Contemplating the Five of Swords

Wednesday, 24 January 2018

In the Minor Arcana, the fifth card of each suit shows us an element of challenge or conflict - the wands show disharmony amongst a group of people, the cups depict a focus on the negative ("crying over spilled milk"), and the pentacles show two people in hardship and poverty. When we look at the Five of Swords, we see yet more discord. There are some variations in the way this card is depicted, so let's take a look at five popular decks to see what insight they might offer. 
Decks: Dreaming Way Tarot,  The Fountain Tarot,  Crystal Visions Tarot,
Borderless Smith-Waite and  The Wild Unknown

In the Dreaming Way Tarot, there are two figures - one in the foreground, awkwardly holding five swords, and the other walking away with shoulders slumped in disappointment and defeat. The Little White Book (LWB) talks about being “lost in competition, passed over for promotion, sacrificing integrity” and “taking advantage of others”. 

The Fountain Tarot shows someone walking on two of the swords, while carrying the other three - his balance is precarious, and it looks a struggle. Two figures in the background appear to be walking away but they cast long shadows onto the stilt-walker. The LWB calls this the “tainted victory” card and talks about short—sightedness, profiting at the expense of others and “dishonourable behaviour”. 

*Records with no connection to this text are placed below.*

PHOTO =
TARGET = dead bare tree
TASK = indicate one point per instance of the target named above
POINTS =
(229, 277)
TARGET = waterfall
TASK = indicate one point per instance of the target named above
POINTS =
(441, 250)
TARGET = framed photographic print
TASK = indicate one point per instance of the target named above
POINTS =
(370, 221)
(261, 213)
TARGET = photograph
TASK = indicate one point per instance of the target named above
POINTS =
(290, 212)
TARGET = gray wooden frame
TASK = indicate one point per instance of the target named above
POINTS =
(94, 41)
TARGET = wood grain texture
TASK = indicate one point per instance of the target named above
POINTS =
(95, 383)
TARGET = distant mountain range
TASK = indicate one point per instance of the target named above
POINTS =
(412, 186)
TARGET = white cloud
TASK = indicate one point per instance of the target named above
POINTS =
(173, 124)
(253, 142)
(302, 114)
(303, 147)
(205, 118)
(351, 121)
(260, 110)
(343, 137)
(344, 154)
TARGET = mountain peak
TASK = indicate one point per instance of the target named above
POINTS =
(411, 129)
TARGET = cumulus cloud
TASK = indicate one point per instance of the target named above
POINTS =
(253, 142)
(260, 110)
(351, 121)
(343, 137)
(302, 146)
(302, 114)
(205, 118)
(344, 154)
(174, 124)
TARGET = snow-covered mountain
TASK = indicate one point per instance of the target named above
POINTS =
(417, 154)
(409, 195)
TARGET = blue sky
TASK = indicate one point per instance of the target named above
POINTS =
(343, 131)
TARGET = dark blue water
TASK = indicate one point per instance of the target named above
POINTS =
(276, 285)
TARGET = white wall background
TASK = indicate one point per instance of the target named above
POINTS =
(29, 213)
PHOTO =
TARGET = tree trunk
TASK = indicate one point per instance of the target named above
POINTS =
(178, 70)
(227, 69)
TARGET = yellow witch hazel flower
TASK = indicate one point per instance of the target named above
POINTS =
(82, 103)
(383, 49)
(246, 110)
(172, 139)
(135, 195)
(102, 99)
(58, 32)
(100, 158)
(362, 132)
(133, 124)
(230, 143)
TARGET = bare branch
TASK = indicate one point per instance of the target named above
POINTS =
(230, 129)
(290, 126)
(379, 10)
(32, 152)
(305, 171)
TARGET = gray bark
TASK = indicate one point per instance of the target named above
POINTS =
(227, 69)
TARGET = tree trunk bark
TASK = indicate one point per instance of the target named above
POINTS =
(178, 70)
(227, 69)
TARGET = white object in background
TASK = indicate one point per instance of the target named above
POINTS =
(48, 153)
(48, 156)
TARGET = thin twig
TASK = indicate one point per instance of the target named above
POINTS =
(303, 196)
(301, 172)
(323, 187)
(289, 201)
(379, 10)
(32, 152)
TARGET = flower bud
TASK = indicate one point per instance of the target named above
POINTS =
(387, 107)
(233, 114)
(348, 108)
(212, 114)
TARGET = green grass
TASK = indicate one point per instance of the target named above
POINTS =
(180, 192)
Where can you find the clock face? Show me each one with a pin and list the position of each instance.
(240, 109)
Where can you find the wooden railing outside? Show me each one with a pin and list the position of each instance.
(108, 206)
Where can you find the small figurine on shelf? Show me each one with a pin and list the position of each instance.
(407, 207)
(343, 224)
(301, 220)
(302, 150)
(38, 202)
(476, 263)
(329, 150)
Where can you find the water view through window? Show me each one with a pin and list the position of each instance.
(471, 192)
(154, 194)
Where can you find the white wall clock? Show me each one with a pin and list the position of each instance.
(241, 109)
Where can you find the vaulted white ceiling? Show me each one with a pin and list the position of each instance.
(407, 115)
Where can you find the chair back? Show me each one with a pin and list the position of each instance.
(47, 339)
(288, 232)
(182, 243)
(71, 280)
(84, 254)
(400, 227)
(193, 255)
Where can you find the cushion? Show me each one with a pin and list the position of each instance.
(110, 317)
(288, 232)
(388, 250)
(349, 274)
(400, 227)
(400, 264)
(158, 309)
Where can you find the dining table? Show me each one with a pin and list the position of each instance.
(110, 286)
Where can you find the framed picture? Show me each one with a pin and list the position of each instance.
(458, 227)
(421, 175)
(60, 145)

Under an ominous sky in the Crystal Visions Tarot, a beautiful woman has been stabbed in the back by two swords. She is crying and bleeding as her assailant looks back over his shoulder while walking away from her. (There are also five crows which would typically refer to sickness or ill health.) From the LWB: “.. betrayal, subterfuge, or someone who cheats and uses unfair advantage to win”. Again a ‘shallow victory’ is mentioned in relation to hurting others through self-interest. 

Pamela Colman-Smith's illustration (shown here on the Borderless Smith-Waite deck) is of a smug-looking character with three swords in his hands, as two others lay on the ground. There are two other people in the background - one has his head in his hands and shoulders slumped, as the other walks away from it all. The scene reflects all that is shown in the other cards. 

Finally, the image in The Wild Unknown - a deck without people - shows a worm which has been cut in half by one of the swords. I remember from my science lessons that after being cut in two, one half of an earthworm will die while the other may be able to live on, albeit somewhat diminished. Despite the blood and tears the woman in the Crystal Visions deck is still standing and it appears that she will live on too. 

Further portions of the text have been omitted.